Bugün gelinen Halk Ekmek büfeleri önündeki tartışma da bu. Oradaki büfenin kalkmaması için hangi partiye oy verirse versin vatandaş nöbet tutuyor, bu çok önemli. İkizdere desen zaten skandal. Ama orada da insanların direncini görüyorsunuz. Demek ki aslında daha fazla zorladıkça, daha fazla tepki alacağını bilen bir iktidar gerçeği ne yaptırıyor? Alkol yasağı tartıştırıyor sana. Yemedi insanlar, olmadı çünkü insanlar aç, burada kuru siyaset işlemez.”

MERKEZ BANKASINI’NIN ALTIN REZERVİ

Son günlerin en önemli tartışma konularından biri de Merkez Bankası’nın altın rezervi. Dünya Altın Konseyi verilerine göre yapılan hesaba göre 159 ton açık var ancak Merkez’den bu konuya dair bir açıklama yok.

Selçuk Geçer, Dünya Altın Konseyi’nin raporunun ne anlama geldiğine dair şu çarpıcı bilgileri verdi:

* Dünya Altın Konseyi diyor ki; dünyanın en çok altın satan merkez bankası Türkiye’ye ait. İlk çeyrekte 31.5 ton altın satılmış, bu yılın ilk çeyreğinde. Aynı zamanda geçen yıl Haziran’dan bu yana da Türkiye Cumhuriyeti Merkez Bankası net altın satıcısı pozisyonunda diyor.

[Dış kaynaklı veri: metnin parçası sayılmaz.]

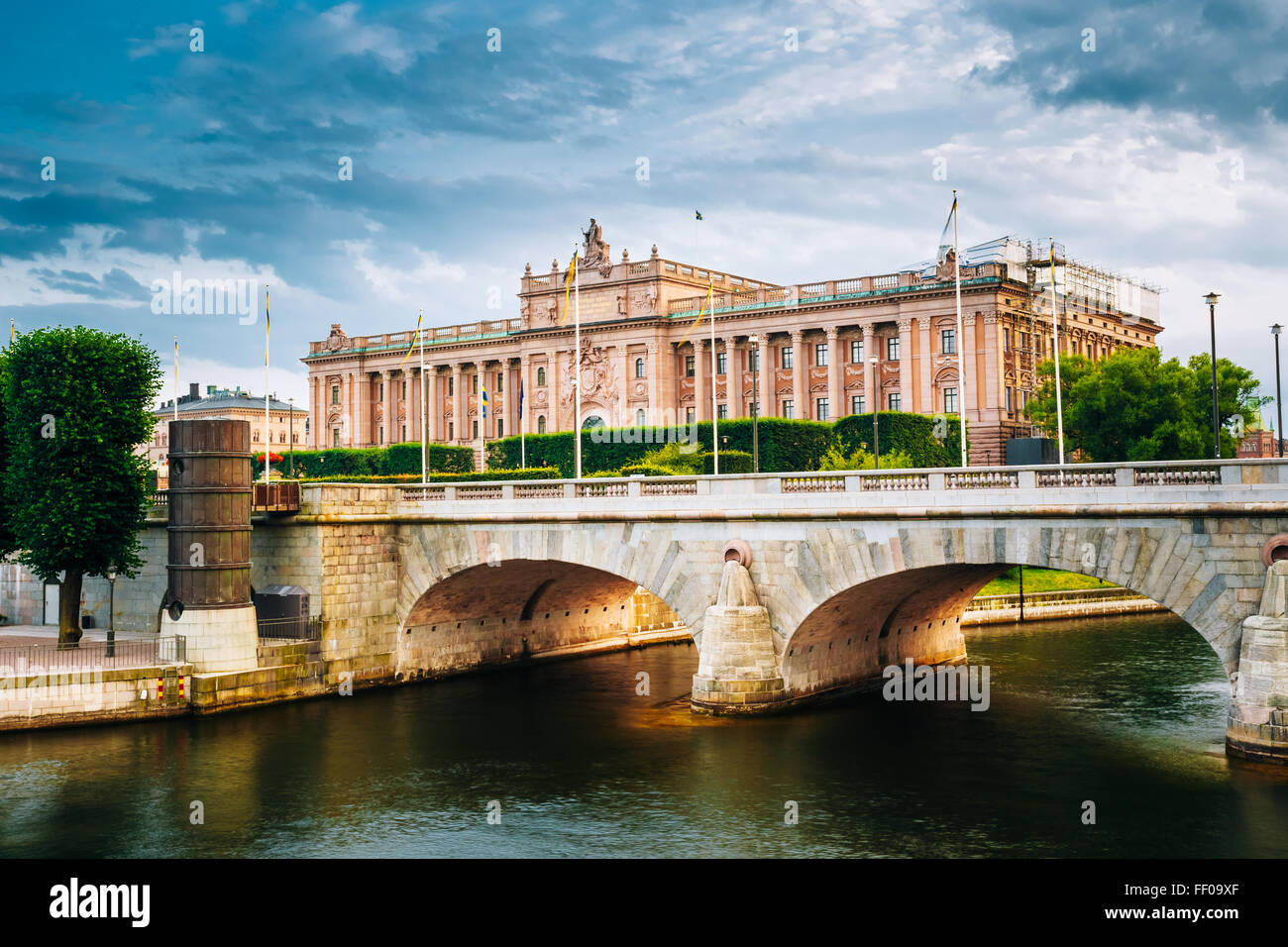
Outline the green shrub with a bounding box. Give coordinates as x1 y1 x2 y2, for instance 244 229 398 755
301 467 559 483
698 451 751 474
832 411 969 469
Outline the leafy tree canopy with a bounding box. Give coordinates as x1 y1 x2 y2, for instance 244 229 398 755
1025 348 1269 463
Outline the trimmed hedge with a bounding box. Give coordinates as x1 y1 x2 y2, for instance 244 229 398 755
261 441 479 480
698 451 751 474
488 417 834 478
832 411 970 467
300 467 559 483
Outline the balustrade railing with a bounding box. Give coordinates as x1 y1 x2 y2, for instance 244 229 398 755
376 459 1288 505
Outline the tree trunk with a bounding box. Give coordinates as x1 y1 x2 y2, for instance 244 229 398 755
58 570 84 647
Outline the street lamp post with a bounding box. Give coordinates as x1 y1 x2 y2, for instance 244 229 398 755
107 570 116 657
747 333 757 473
1270 322 1284 458
868 356 881 471
1203 292 1221 460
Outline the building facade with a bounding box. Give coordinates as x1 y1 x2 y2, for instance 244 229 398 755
303 220 1162 466
143 384 309 489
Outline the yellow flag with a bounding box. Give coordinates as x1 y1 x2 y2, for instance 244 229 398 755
398 313 425 365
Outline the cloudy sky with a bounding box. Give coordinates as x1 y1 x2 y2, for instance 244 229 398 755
0 0 1288 417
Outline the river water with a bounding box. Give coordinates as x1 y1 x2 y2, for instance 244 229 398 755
0 616 1288 857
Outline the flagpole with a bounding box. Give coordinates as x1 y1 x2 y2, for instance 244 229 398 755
416 309 429 484
707 274 733 474
1047 237 1064 469
265 283 273 484
953 188 967 468
572 244 589 480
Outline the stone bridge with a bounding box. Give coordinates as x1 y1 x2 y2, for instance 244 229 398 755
105 460 1288 763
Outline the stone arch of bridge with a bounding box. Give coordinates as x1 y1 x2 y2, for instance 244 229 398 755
780 524 1248 697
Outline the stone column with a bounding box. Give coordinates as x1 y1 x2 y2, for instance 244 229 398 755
645 342 666 425
827 326 850 421
725 335 743 417
755 333 777 417
791 329 810 420
863 322 881 411
915 316 932 415
693 342 711 421
899 318 915 411
1225 559 1288 763
452 362 469 443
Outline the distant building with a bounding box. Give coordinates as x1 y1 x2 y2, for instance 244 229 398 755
1239 428 1288 458
303 222 1162 466
147 384 309 487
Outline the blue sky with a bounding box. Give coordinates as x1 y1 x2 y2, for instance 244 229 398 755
0 0 1288 417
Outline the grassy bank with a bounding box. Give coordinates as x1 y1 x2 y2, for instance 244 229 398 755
979 566 1117 595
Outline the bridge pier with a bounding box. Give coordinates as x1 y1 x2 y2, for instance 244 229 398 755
691 556 787 714
1225 561 1288 763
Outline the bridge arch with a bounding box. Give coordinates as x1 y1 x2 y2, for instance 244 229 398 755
394 523 718 679
767 520 1257 697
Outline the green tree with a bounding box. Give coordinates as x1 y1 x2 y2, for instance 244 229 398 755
1026 348 1263 463
0 326 161 643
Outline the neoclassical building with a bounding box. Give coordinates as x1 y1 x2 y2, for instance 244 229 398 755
303 222 1162 466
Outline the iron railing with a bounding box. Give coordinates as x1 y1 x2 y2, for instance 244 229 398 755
0 635 188 677
255 614 322 642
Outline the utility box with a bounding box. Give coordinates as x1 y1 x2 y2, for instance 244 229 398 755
253 585 309 638
1006 437 1060 467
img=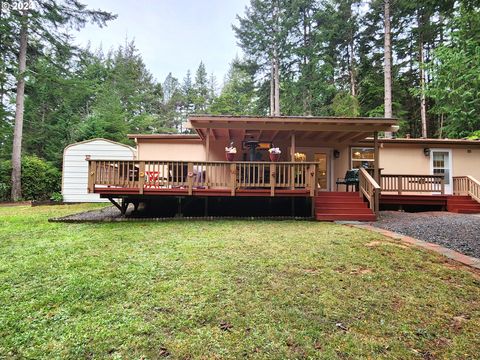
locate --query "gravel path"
[371,211,480,258]
[50,206,127,222]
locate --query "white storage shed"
[62,139,136,202]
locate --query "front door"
[314,153,328,191]
[430,149,453,194]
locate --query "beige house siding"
[137,140,206,161]
[452,147,480,180]
[133,139,480,190]
[380,145,430,175]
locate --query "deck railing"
[453,175,480,202]
[88,160,317,196]
[381,174,445,195]
[358,168,380,215]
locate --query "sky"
[72,0,249,84]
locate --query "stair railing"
[358,168,381,216]
[453,175,480,203]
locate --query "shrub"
[0,156,62,201]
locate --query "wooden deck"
[88,160,317,197]
[95,187,310,198]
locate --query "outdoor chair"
[336,169,358,191]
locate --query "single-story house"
[82,115,480,220]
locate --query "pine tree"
[2,0,115,201]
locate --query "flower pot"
[270,153,280,162]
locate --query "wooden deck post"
[230,163,237,196]
[205,128,210,161]
[138,161,145,195]
[88,160,97,193]
[270,162,277,196]
[373,131,380,185]
[308,164,317,197]
[290,132,296,190]
[204,128,212,189]
[187,162,193,195]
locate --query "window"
[350,147,375,169]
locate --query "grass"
[0,205,480,359]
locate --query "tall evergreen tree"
[2,0,115,201]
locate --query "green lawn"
[0,205,480,359]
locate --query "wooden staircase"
[314,192,376,221]
[447,195,480,214]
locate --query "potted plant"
[268,147,282,162]
[225,142,237,161]
[293,152,307,162]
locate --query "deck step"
[315,214,377,221]
[314,192,376,221]
[447,195,480,214]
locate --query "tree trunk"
[348,5,357,97]
[418,15,427,138]
[11,18,27,201]
[384,0,393,138]
[274,50,280,116]
[349,40,357,97]
[270,59,275,116]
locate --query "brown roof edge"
[188,114,398,121]
[359,138,480,146]
[127,134,200,140]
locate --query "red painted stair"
[447,195,480,214]
[314,192,376,221]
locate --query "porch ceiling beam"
[190,122,396,133]
[335,132,366,143]
[189,115,398,125]
[270,130,280,142]
[346,132,372,144]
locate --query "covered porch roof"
[188,115,398,146]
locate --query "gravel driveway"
[371,211,480,258]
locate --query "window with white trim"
[350,147,375,169]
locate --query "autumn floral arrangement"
[225,142,237,161]
[293,152,307,162]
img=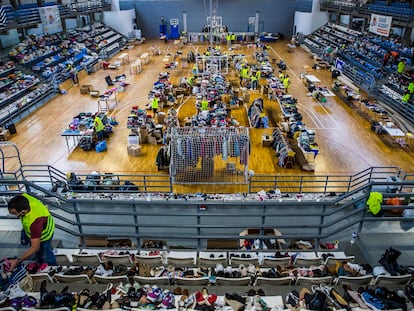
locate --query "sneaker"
[286,290,300,310]
[347,290,369,309]
[361,292,385,311]
[6,283,26,300]
[0,292,8,308]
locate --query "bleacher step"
[358,232,414,266]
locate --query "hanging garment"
[367,192,382,216]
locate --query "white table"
[117,53,129,65]
[305,75,321,83]
[139,53,150,64]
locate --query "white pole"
[183,11,187,33]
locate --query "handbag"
[0,258,33,291]
[20,230,30,246]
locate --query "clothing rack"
[247,98,269,128]
[167,127,250,184]
[272,128,295,168]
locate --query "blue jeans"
[36,239,57,266]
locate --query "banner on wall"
[39,5,63,35]
[369,14,392,37]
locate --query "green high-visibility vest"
[21,193,55,242]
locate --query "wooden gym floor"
[5,40,414,192]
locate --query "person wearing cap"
[93,114,105,141]
[7,193,57,271]
[151,95,160,116]
[397,58,405,75]
[201,97,209,111]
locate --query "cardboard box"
[147,135,157,145]
[157,112,165,124]
[127,145,141,157]
[262,135,274,147]
[89,90,101,97]
[139,126,148,144]
[79,84,92,94]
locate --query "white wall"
[0,29,20,48]
[294,12,329,35]
[293,0,329,35]
[103,10,135,36]
[27,24,43,36]
[65,18,78,29]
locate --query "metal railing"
[248,166,405,194]
[0,178,414,250]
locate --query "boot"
[389,247,401,263]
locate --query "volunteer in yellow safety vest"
[151,95,160,116]
[8,193,57,271]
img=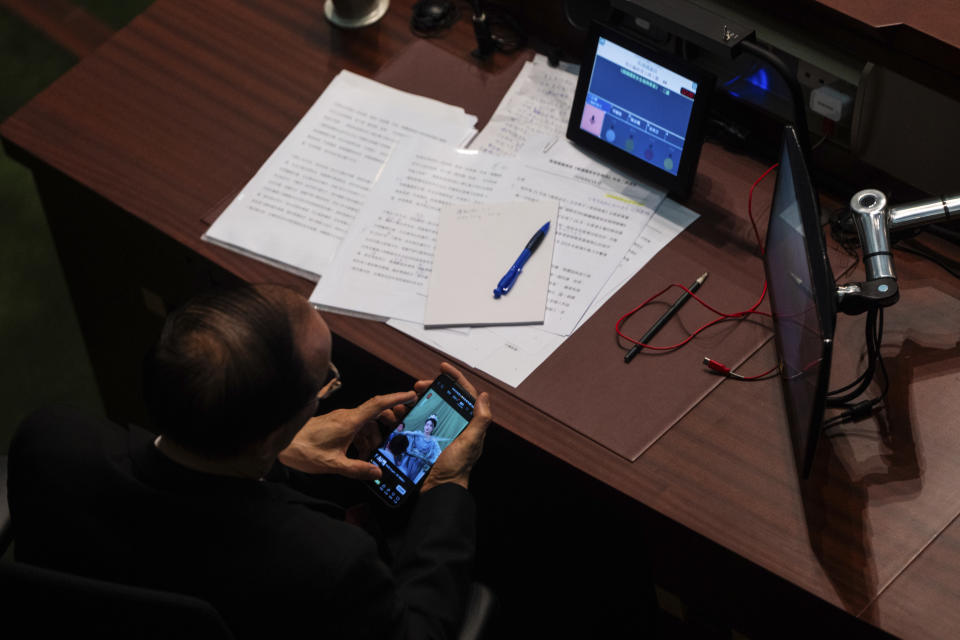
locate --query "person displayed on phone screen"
[405,415,440,482]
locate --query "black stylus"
[623,271,707,362]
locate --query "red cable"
[616,163,780,380]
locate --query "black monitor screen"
[764,127,836,477]
[567,24,714,195]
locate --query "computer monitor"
[764,126,837,478]
[567,23,715,197]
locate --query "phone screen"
[370,375,473,506]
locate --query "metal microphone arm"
[837,189,960,315]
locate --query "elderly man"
[9,286,490,638]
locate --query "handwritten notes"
[204,71,476,280]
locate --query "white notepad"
[423,200,558,328]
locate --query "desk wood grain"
[0,0,960,637]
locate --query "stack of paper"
[203,71,477,280]
[423,200,557,328]
[204,58,696,386]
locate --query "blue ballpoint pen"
[493,220,550,298]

* Sayın Merkez Bankası Başkanı ne demişti? Daha yeni, son yaptığı röportajda söylemişti Kavcıoğlu, ‘Türkiye Cumhuriyeti Merkez Bankası dövizleri satmadı, aksine bu dövizlerle altın aldı. 130 tonluk altın rezervimiz 710 tona çıktı’ dedi.

“198 TON ALTINI BİZ SON 9 AY İÇERİSİNDE SATMIŞIZ”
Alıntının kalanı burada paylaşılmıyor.